IFA tablets are an important dietary supplement that is critical in an area where maternal nutrition is often a concern and where various factors may limit access of pregnant women to adequate supplies of food (fasting, customs about women eating after men have finished their meals, a belief that eating too much makes the baby too large, etc). Reasons to not take the recommended dosage of IFA include that they can cause digestive problems that lead to discomfort, but also supply issues can limit their adequate distribution. Moreover, the messaging emphasizes the role of iron but may under-emphasize the importance of folic acid. IFA tablets were mentioned in the key informant interviews with Dai, RMP, and ASHA, but did not come up in any of the 40 FGDs with mothers and MILs. The majority of these references (across Dai, ASHA, and RMP), were promoting the consumption of taking IFA tablets or were simply stating that they are something that is or should commonly be done. One Dai said they were only for weak women.
In our sample of Mothers, only 34% took the full recommended IFA regimen, 52% registered for ANC in a timely fashion, and 87% concealed their pregnancy (Table 7.2). In comparing the lived experience of ASHAs to Mothers, and in examining the work-life dynamics within ASHAs (Table 7.5), we found that concealing the pregnancy is an especially ‘rigid’ behavior, meaning that most women are likely to do it.

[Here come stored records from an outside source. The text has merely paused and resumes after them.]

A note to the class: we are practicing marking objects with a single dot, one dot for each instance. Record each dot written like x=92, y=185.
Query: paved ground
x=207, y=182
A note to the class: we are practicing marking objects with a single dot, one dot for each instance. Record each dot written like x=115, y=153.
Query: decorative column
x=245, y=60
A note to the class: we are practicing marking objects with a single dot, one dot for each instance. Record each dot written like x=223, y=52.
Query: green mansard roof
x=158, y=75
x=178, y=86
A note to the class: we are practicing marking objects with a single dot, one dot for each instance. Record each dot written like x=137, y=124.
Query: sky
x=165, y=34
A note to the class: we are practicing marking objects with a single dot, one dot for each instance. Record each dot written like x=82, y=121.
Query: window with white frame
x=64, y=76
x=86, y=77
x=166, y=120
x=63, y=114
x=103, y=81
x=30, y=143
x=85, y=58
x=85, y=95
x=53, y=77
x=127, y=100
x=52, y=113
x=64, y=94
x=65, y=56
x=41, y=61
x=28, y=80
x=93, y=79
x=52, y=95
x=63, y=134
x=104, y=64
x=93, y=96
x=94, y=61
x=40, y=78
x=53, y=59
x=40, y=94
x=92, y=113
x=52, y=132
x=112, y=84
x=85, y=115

In addition, there were no frequently named influencers who raised the probabilities that women revealed their pregnancies early, among ASHAs nor Mothers (Figure 8.9).

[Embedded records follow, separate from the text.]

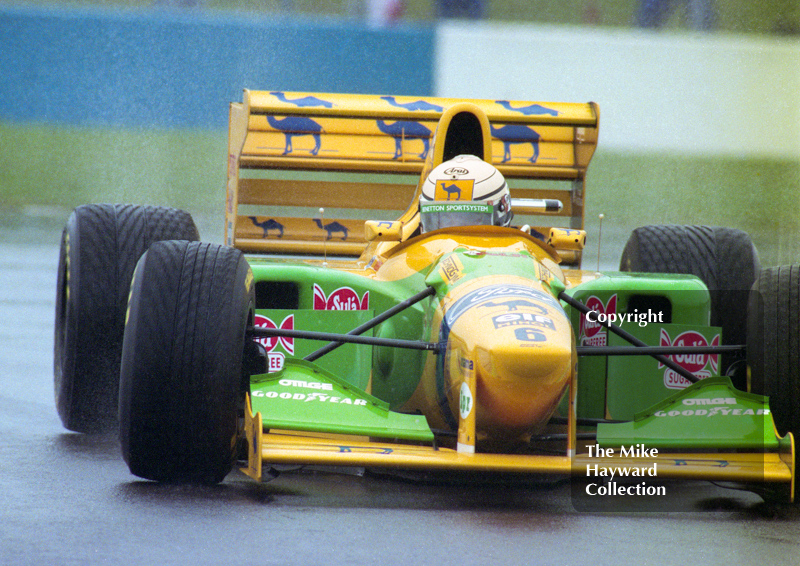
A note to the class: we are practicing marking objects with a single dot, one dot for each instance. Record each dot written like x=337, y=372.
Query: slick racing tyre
x=724, y=258
x=100, y=246
x=184, y=375
x=773, y=344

Likewise, there are many reasons tied to the desire to conceal the pregnancy. These include shyness and a fear of evil eye (Chapter 3). This common tendency of concealing the pregnancy was referred to during KIIs with ASHAs, AWWs, and a Dai, and in FGDs with mothers and MILs. ASHAs said they did recommend hiding the pregnancy from outsiders (but not from ASHAs) for up to five months. Evil eye and shyness were stated as reasons not to reveal the pregnancy to outsiders. AWWs also mentioned evil eye as a reason to hide the pregnancy and one AWW thought that pregnancy is hidden within Hindu communities. Dais also recommended hiding the pregnancy for risk of evil eye, as did a few mothers and MILs.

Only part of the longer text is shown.